Red wolf pups were bred successfully in captivity for 10 years, and it was decided to begin an experimental restoration program in the Alligator River refuge. Four adult pairs were released in September 1987; by 1992, there were at least 30 wolves in the wild. Their range has since expanded to 1.7 million acres.

Today, according to the most recent 2012 program report, there are 71 known wolves — many with tracking collars — in the recovery area, including 15 wolf packs and eight mixed packs of wolves and coyotes. There were also 45 sterile coyotes being monitored in the recovery area.
Nine confirmed red wolf litters — a total of 40 pups — were born in 2012, and two captive-born pups were placed with a foster mother in the refuge.Also, about 200 captive wolves are part of the breeding program at other U.S. locations.

In one of the program’s most encouraging accomplishments, three captive-born wolf pups fostered in the wild, now mature, had their own pups in the wild this year.“If you think about what is the ultimate success,” Rabon said. “One is they survive the fostering — the percentage is 90 percent, which is incredibly high. But the true success is not only surviving, but becoming a reproducing adult.”

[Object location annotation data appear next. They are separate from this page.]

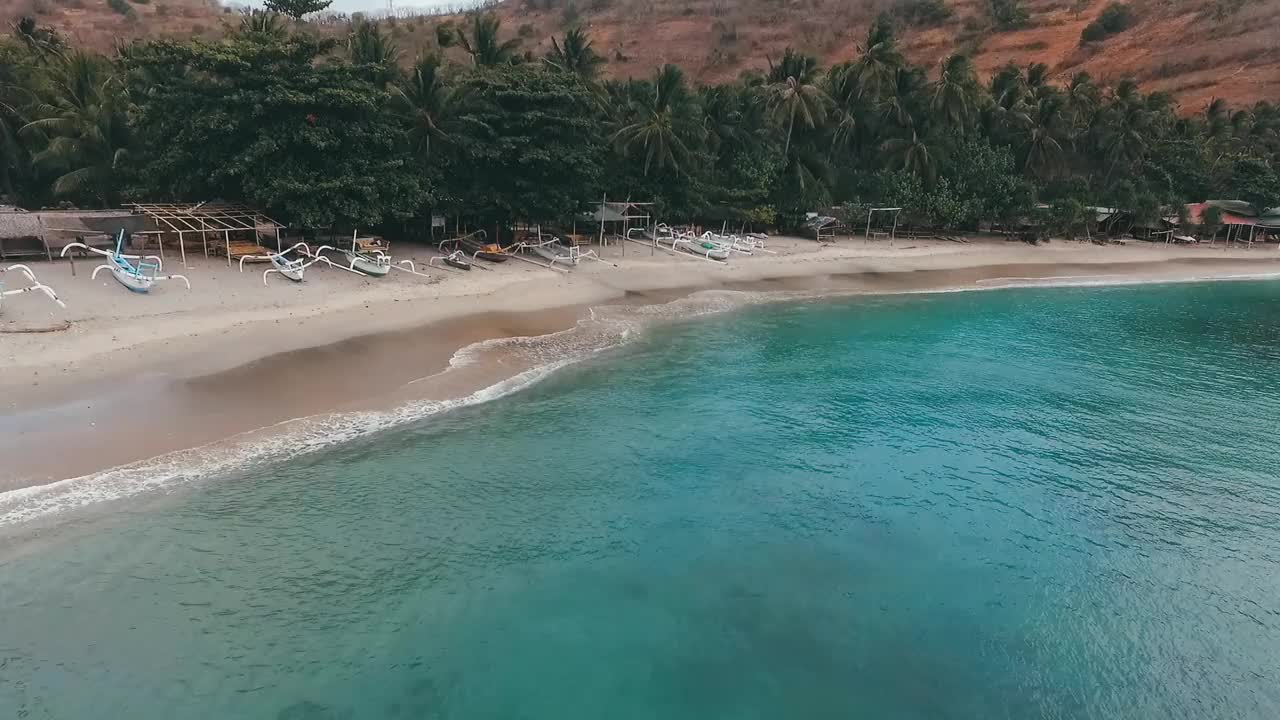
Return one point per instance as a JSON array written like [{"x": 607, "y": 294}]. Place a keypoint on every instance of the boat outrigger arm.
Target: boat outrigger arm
[
  {"x": 36, "y": 286},
  {"x": 283, "y": 264},
  {"x": 138, "y": 277},
  {"x": 373, "y": 263}
]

The recovery program has eight full-time staff, and enough money to keep it moving forward, Rabon said. A new facility in Columbia run by the Red Wolf Coalition, a nonprofit that works closely with the recovery program, is focused on education and public outreach and has a couple of captive-born wolves onsite that can be viewed by appointment. The other facility in the refuge mostly houses captive wolves for management purposes and is not open to the public.

Alligator River’s red wolf recovery program has been lauded as a model for other wolf recovery programs in the country. But Rabon concedes that the population has been stagnant for a number of years — the goal has been to have about 220 wolves in the wild — and the program is being re-evaluated.

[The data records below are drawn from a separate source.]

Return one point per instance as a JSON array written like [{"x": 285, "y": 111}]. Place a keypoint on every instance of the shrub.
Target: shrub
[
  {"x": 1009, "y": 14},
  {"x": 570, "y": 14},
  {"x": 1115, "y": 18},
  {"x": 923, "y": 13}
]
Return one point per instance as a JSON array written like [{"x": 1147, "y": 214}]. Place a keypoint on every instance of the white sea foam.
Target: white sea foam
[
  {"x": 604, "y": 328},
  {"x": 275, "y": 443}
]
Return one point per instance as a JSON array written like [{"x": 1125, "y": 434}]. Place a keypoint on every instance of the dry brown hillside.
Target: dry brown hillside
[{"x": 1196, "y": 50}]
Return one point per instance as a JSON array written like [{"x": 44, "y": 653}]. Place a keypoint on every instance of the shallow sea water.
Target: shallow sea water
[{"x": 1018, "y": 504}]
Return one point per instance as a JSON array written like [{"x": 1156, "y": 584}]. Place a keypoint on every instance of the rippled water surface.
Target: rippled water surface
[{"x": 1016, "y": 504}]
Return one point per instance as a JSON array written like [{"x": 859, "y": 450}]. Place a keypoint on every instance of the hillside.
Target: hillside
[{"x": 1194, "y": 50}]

The biggest challenge, he said, is addressing losses in the population that create holes, whether it’s a coyote or a wolf. Whatever animal moves back in, especially if it’s a fertile coyote, can threaten the management success in preventing hybridization, among other challenges.  “It’s the loss that creates that hole that has the potential to create a domino effect,” he said. “It creates a disruption. It never allows things to reach an equilibrium.”

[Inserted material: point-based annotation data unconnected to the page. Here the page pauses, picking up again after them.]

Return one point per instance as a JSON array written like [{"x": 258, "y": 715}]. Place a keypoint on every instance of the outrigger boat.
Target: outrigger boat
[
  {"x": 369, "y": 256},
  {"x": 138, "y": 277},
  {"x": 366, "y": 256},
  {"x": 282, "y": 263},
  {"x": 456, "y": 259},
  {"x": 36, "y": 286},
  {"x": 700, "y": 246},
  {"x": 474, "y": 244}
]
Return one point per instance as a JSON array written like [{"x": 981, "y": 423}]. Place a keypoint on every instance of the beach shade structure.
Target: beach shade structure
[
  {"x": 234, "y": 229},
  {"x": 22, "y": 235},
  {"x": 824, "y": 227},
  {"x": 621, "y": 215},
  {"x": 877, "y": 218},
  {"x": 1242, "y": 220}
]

It’s not that mortalities are not expected in management, Rabon said. It’s the convergence of unnatural and natural factors all at one time that can compound the destabilizing effect.
In evaluating what is contributing to the management issues and examining ways to mitigate or abate the problems, he said, the conclusion may be that change is here to stay.

“If it is a new normal,” Rabon said, “then we’re trying to develop new ideas for that.”
Meanwhile, the program is investigating expansion to an additional recovery site in the southeastern U.S, one with a fair amount of open wilderness, a suitable food supply and a willing and tolerant human population.

“I think for the most part, people have seen 25 years of a restoration program,” Rabon said. “The wolves have not taken livestock or threatened their homes or property. The majority of people don’t see them as a threat they once may have seen them as.”